Le jour du drame, l’humoriste blessé (8 jours d’ITT) est sous l’emprise de la drogue. Il a commandé « 4 g de 3MMC par jour, un gramme correspondant à dix injections » et s'est piqué huit fois avec une dernière prise 30 minutes avant de prendre le volant. L’un des deux passagers lui a proposé de prendre le volant, en vain... Pierre Palmade est présenté le vendredi 17 février 2023 à l’issue de sa garde à vue à un juge d’instruction de Melun (Seine-et-Marne). Une information judiciaire est ouverte « pour homicide involontaire et blessures involontaires ayant entraîné une incapacité totale de travail supérieure à 3 mois, par conducteur ayant fait usage de produits stupéfiants, en récidive légale ». Le parquet melunais requiert de la détention provisoire pour Palmade et le placement sous contrôle judiciaire des deux passagers interpellés. Lors du choc, Mohcine, assoupi à l’arrière de la Peugeot 3008 a été blessé « Il a un bleu au à l’œil, une raideur au niveau de la jambe et souffre d’acouphènes ».
Le lundi 20 novembre 2023, Karim, Moussa et Junyang âgés respectivement de 21, 22 et 31 ans, soupçonnés d’avoir vendu de la drogue à Pierre Palmade sont devant le tribunal correctionnel de Melun pour « transport, détention et cession non autorisés de stupéfiants ». Junyang est condamné à un an de prison ferme pour avoir vendu de la 3-MMC, de la cocaïne, de la kétamine et du GHB. Karim condamné à un an avec sursis et à 2 000 euros d’amende pour trafic de cocaïne, de 3-MMC et de MDMA (ecstacy). Moussa écope de trois mois de prison avec sursis pour usage de cocaïne, de 3-MMC et de MDMA.
Chaque année 600 accidents mortels impliquent la consommation de stupéfiants. La 3-MMC (3-methylmethcathinone) se présente principalement sous forme de poudre dont les propriétés sont l’euphorie et stimulation et la libido. Les Nouveaux Produits de Synthèse sont consommés lors de relations homosexuelles de groupe (chemsex), de soirées récréatives, de festivals, free parties, concerts et en boîte de nuit. Les consommateurs qui : « apprécient les effets de la 3-MMC les décrivent comme étant une combinaison entre ceux de la cocaïne, de la MDMA et des amphétamines. Sous 3-MMC On observe des états psychotiques comme la paranoïa et les hallucinations, de l’anxiété ou des insomnies importantes, de la pression artérielle ou de la fréquence cardiaque ». Le coût de la 3-MMC, entre 30 et 40€, est bien inférieur à celui de la cocaïne 50-70 € le gramme.

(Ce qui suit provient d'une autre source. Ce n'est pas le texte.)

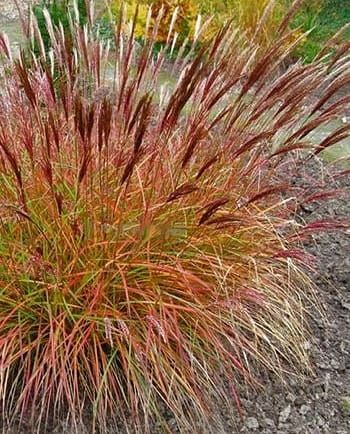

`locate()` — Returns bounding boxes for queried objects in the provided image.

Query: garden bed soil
[3,160,350,434]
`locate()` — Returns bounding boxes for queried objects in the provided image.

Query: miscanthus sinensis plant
[0,1,350,432]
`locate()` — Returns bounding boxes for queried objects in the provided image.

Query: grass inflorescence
[0,3,350,432]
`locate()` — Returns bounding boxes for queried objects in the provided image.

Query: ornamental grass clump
[0,2,350,432]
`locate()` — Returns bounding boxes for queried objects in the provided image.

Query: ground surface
[230,163,350,434]
[0,0,350,434]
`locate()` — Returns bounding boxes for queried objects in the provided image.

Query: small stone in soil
[245,417,259,429]
[279,404,292,423]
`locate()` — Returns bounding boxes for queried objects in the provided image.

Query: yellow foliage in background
[112,0,283,46]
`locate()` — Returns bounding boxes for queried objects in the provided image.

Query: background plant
[32,0,87,53]
[0,4,350,432]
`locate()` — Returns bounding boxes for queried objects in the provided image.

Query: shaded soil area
[2,160,350,434]
[227,162,350,434]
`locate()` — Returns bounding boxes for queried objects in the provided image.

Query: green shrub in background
[33,0,87,51]
[291,0,350,63]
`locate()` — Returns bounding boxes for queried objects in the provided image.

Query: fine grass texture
[0,1,350,432]
[111,0,287,46]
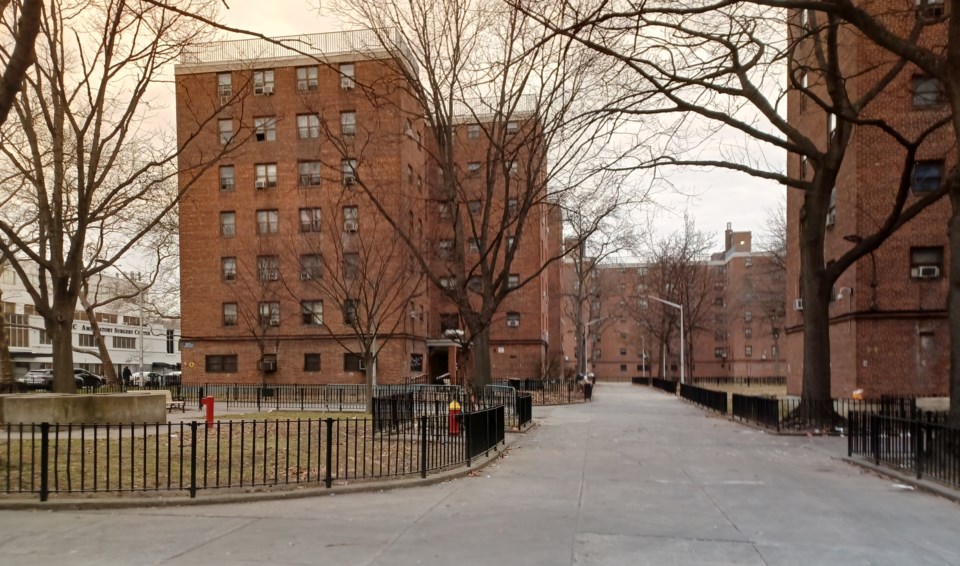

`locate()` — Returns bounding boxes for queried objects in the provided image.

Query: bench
[163,389,187,413]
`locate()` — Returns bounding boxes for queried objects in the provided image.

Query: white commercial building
[0,266,180,377]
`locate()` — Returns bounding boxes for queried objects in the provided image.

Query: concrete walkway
[0,384,960,566]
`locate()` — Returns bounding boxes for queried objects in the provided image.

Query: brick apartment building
[784,1,956,397]
[563,225,785,381]
[176,32,561,383]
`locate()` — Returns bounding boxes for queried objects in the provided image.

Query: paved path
[0,384,960,566]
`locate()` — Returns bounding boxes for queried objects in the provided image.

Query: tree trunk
[947,189,960,426]
[47,298,77,393]
[472,327,491,391]
[800,197,831,406]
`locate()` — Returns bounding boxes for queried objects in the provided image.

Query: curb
[0,438,512,511]
[841,456,960,503]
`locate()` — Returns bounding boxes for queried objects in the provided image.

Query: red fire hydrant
[448,399,460,436]
[200,397,213,426]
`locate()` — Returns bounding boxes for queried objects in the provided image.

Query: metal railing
[0,406,504,501]
[847,411,960,488]
[680,383,727,415]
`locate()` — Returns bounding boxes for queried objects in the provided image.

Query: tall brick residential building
[563,225,785,381]
[176,32,561,383]
[785,1,956,397]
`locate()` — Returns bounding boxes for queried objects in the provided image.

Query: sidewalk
[0,383,960,566]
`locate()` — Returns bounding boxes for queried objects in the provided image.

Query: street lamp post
[647,295,687,383]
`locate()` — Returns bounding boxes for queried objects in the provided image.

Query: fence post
[420,416,427,478]
[39,422,50,501]
[323,417,333,488]
[190,421,197,499]
[911,415,923,479]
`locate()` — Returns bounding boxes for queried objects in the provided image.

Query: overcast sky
[182,0,786,250]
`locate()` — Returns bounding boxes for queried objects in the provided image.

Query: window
[913,75,945,108]
[220,257,237,281]
[910,246,943,279]
[343,252,360,281]
[303,354,320,371]
[300,301,323,326]
[343,299,357,325]
[437,202,450,220]
[217,120,233,145]
[297,114,320,140]
[220,212,237,236]
[343,206,360,232]
[437,240,453,259]
[340,63,357,89]
[917,0,944,21]
[257,255,280,281]
[223,303,237,326]
[257,210,280,234]
[300,254,323,281]
[253,116,277,141]
[259,301,280,326]
[912,159,944,193]
[343,352,364,371]
[217,73,233,99]
[297,67,317,92]
[340,159,357,185]
[297,161,320,187]
[253,69,273,95]
[220,165,236,192]
[340,112,357,136]
[440,312,460,334]
[253,163,277,189]
[300,208,321,232]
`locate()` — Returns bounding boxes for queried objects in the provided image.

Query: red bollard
[200,397,213,425]
[447,399,460,436]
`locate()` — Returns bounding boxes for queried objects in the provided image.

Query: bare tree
[334,0,632,386]
[517,1,960,412]
[0,0,230,392]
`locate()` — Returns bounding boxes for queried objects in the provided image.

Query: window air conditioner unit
[917,265,940,279]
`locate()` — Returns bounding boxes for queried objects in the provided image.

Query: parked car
[130,371,163,387]
[16,369,83,389]
[73,368,107,387]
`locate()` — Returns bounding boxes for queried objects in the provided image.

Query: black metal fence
[650,377,677,395]
[680,383,727,414]
[847,411,960,488]
[0,406,504,501]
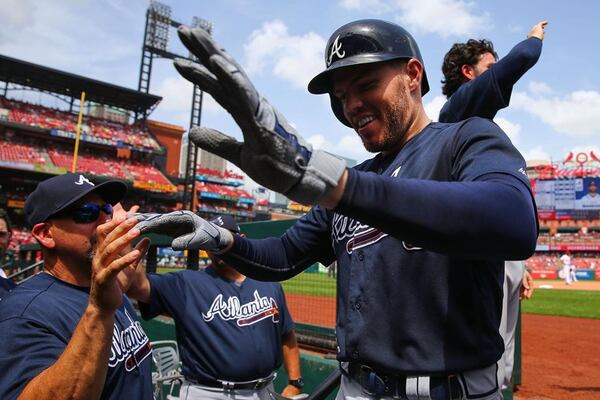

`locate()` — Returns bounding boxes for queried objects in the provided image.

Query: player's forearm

Si un accident n'a causé que des dégâts matériels, les automobilistes doivent établir un constat amiable (prendre des photographies, vidéo, dash cam). Si l'un des mis en cause refuse de le signer, on peut demander à un témoin présent de le signer et appeler la police ou un huissier (commissaire de la République). Si l'accident a entrainé des blessures, il faut alerter les secours (Samu, pompiers) et les policiers ou gendarmes qui procéderont aux constatations d'usage. Lorsqu’un conducteur tue une personne, c’est généralement un « homicide involontaire », s'il a pris des stupéfiants, qu'il a franchi une ligne continue ou commis un excès de vitesse, les sanctions encourues sont aggravées.

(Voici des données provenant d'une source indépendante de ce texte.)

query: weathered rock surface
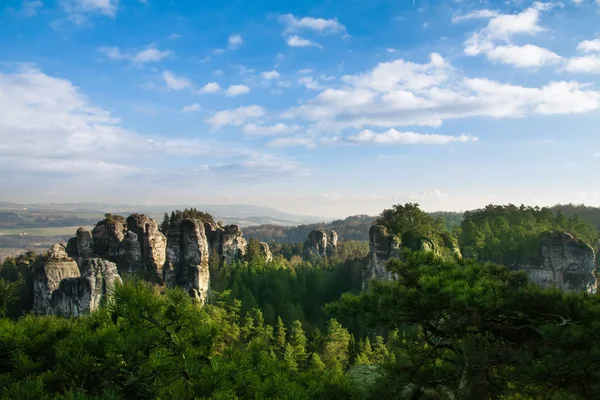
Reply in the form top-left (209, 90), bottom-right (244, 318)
top-left (514, 232), bottom-right (598, 293)
top-left (204, 222), bottom-right (248, 263)
top-left (127, 214), bottom-right (167, 276)
top-left (51, 258), bottom-right (121, 317)
top-left (304, 229), bottom-right (338, 257)
top-left (260, 242), bottom-right (273, 263)
top-left (362, 225), bottom-right (401, 290)
top-left (33, 244), bottom-right (80, 315)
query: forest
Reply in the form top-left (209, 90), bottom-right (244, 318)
top-left (0, 203), bottom-right (600, 400)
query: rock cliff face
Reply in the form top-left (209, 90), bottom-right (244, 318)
top-left (164, 219), bottom-right (210, 302)
top-left (204, 222), bottom-right (248, 263)
top-left (260, 242), bottom-right (273, 263)
top-left (304, 229), bottom-right (338, 257)
top-left (33, 244), bottom-right (81, 315)
top-left (362, 225), bottom-right (401, 290)
top-left (51, 258), bottom-right (121, 317)
top-left (515, 232), bottom-right (597, 293)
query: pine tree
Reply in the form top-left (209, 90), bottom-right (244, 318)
top-left (275, 316), bottom-right (286, 349)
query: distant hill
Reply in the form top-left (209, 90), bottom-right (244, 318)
top-left (0, 202), bottom-right (331, 228)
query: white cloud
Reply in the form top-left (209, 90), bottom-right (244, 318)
top-left (577, 39), bottom-right (600, 53)
top-left (460, 1), bottom-right (561, 67)
top-left (198, 82), bottom-right (221, 93)
top-left (286, 36), bottom-right (323, 48)
top-left (452, 10), bottom-right (499, 22)
top-left (348, 129), bottom-right (477, 144)
top-left (283, 53), bottom-right (600, 131)
top-left (162, 71), bottom-right (192, 90)
top-left (225, 85), bottom-right (250, 97)
top-left (59, 0), bottom-right (119, 21)
top-left (98, 46), bottom-right (172, 64)
top-left (227, 34), bottom-right (244, 50)
top-left (565, 54), bottom-right (600, 74)
top-left (182, 103), bottom-right (202, 112)
top-left (132, 47), bottom-right (171, 64)
top-left (243, 122), bottom-right (300, 136)
top-left (206, 105), bottom-right (265, 128)
top-left (279, 14), bottom-right (346, 34)
top-left (0, 68), bottom-right (310, 186)
top-left (19, 0), bottom-right (44, 17)
top-left (267, 137), bottom-right (317, 149)
top-left (260, 71), bottom-right (279, 81)
top-left (298, 76), bottom-right (324, 90)
top-left (486, 44), bottom-right (562, 67)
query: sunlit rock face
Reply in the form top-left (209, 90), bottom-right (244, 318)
top-left (33, 244), bottom-right (81, 315)
top-left (515, 232), bottom-right (598, 293)
top-left (51, 258), bottom-right (121, 317)
top-left (362, 225), bottom-right (401, 290)
top-left (260, 242), bottom-right (273, 263)
top-left (204, 222), bottom-right (248, 263)
top-left (304, 229), bottom-right (338, 258)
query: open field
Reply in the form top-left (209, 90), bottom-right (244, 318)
top-left (0, 226), bottom-right (92, 236)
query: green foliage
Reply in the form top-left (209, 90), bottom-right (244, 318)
top-left (0, 280), bottom-right (357, 400)
top-left (460, 204), bottom-right (598, 265)
top-left (169, 207), bottom-right (214, 223)
top-left (328, 253), bottom-right (600, 400)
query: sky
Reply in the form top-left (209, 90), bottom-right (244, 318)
top-left (0, 0), bottom-right (600, 217)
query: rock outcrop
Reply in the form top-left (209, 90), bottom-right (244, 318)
top-left (51, 258), bottom-right (121, 317)
top-left (513, 232), bottom-right (597, 293)
top-left (304, 229), bottom-right (338, 258)
top-left (204, 222), bottom-right (248, 263)
top-left (34, 214), bottom-right (251, 316)
top-left (362, 225), bottom-right (402, 290)
top-left (260, 242), bottom-right (273, 263)
top-left (164, 219), bottom-right (210, 302)
top-left (33, 244), bottom-right (81, 315)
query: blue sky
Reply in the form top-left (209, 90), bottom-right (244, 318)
top-left (0, 0), bottom-right (600, 217)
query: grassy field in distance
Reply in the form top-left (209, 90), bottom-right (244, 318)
top-left (0, 226), bottom-right (93, 236)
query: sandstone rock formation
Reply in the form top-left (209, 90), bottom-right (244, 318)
top-left (204, 222), bottom-right (248, 263)
top-left (164, 219), bottom-right (210, 302)
top-left (362, 225), bottom-right (401, 290)
top-left (260, 242), bottom-right (273, 263)
top-left (513, 232), bottom-right (597, 293)
top-left (51, 258), bottom-right (121, 317)
top-left (304, 229), bottom-right (338, 257)
top-left (33, 244), bottom-right (81, 315)
top-left (39, 214), bottom-right (251, 316)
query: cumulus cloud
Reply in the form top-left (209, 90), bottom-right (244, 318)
top-left (283, 53), bottom-right (600, 130)
top-left (453, 2), bottom-right (561, 67)
top-left (577, 39), bottom-right (600, 53)
top-left (225, 85), bottom-right (250, 97)
top-left (348, 129), bottom-right (477, 145)
top-left (183, 103), bottom-right (202, 112)
top-left (98, 46), bottom-right (172, 64)
top-left (162, 71), bottom-right (192, 90)
top-left (267, 136), bottom-right (317, 149)
top-left (243, 122), bottom-right (300, 136)
top-left (565, 54), bottom-right (600, 74)
top-left (227, 34), bottom-right (244, 50)
top-left (487, 44), bottom-right (562, 67)
top-left (260, 71), bottom-right (279, 81)
top-left (198, 82), bottom-right (221, 93)
top-left (279, 14), bottom-right (346, 35)
top-left (59, 0), bottom-right (119, 25)
top-left (206, 104), bottom-right (265, 128)
top-left (286, 36), bottom-right (323, 48)
top-left (0, 68), bottom-right (309, 186)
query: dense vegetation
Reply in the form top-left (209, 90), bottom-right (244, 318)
top-left (459, 205), bottom-right (598, 265)
top-left (0, 203), bottom-right (600, 400)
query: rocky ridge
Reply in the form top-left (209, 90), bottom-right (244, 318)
top-left (34, 214), bottom-right (273, 316)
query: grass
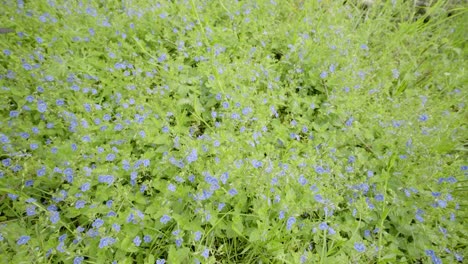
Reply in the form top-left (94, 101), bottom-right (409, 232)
top-left (0, 0), bottom-right (468, 263)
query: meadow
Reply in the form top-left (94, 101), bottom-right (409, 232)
top-left (0, 0), bottom-right (468, 264)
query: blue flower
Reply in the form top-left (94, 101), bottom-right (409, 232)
top-left (133, 236), bottom-right (141, 247)
top-left (143, 235), bottom-right (151, 243)
top-left (75, 200), bottom-right (86, 209)
top-left (194, 231), bottom-right (202, 241)
top-left (16, 236), bottom-right (31, 246)
top-left (425, 250), bottom-right (442, 264)
top-left (167, 183), bottom-right (176, 192)
top-left (286, 216), bottom-right (296, 230)
top-left (176, 238), bottom-right (184, 247)
top-left (201, 248), bottom-right (210, 259)
top-left (73, 256), bottom-right (84, 264)
top-left (299, 175), bottom-right (307, 186)
top-left (106, 153), bottom-right (115, 161)
top-left (93, 218), bottom-right (104, 229)
top-left (345, 117), bottom-right (354, 126)
top-left (319, 222), bottom-right (328, 230)
top-left (49, 211), bottom-right (60, 224)
top-left (229, 188), bottom-right (237, 196)
top-left (80, 182), bottom-right (91, 192)
top-left (392, 69), bottom-right (400, 79)
top-left (219, 172), bottom-right (229, 184)
top-left (187, 149), bottom-right (198, 163)
top-left (98, 175), bottom-right (114, 185)
top-left (26, 205), bottom-right (36, 216)
top-left (160, 215), bottom-right (171, 224)
top-left (37, 166), bottom-right (46, 177)
top-left (375, 194), bottom-right (384, 202)
top-left (37, 100), bottom-right (47, 113)
top-left (112, 223), bottom-right (120, 232)
top-left (419, 114), bottom-right (429, 122)
top-left (354, 242), bottom-right (366, 253)
top-left (63, 168), bottom-right (73, 183)
top-left (99, 237), bottom-right (115, 248)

Chacun est responsable du dommage qu'il cause à autrui en raison d'une faute, d'une simple négligence, d'une imprudence ou chose placée sous sa garde. C'est à la victime d'apporter la preuve de la faute. La preuve du lien entre la faute et le dommage peut être apportée par des témoignages - vidéo - procès-verbaux de police - constats d'huissiers. En absence de faute, la victime peut se valoir de l'article du Code Civil qui établit une présomption de responsabilité. Toute personne transportée gratuitement (passager) victime d'un accident est indemnisée qu'il y ait ou non faute du conducteur et peut obtenir réparation par l'assurance du véhicule en faute.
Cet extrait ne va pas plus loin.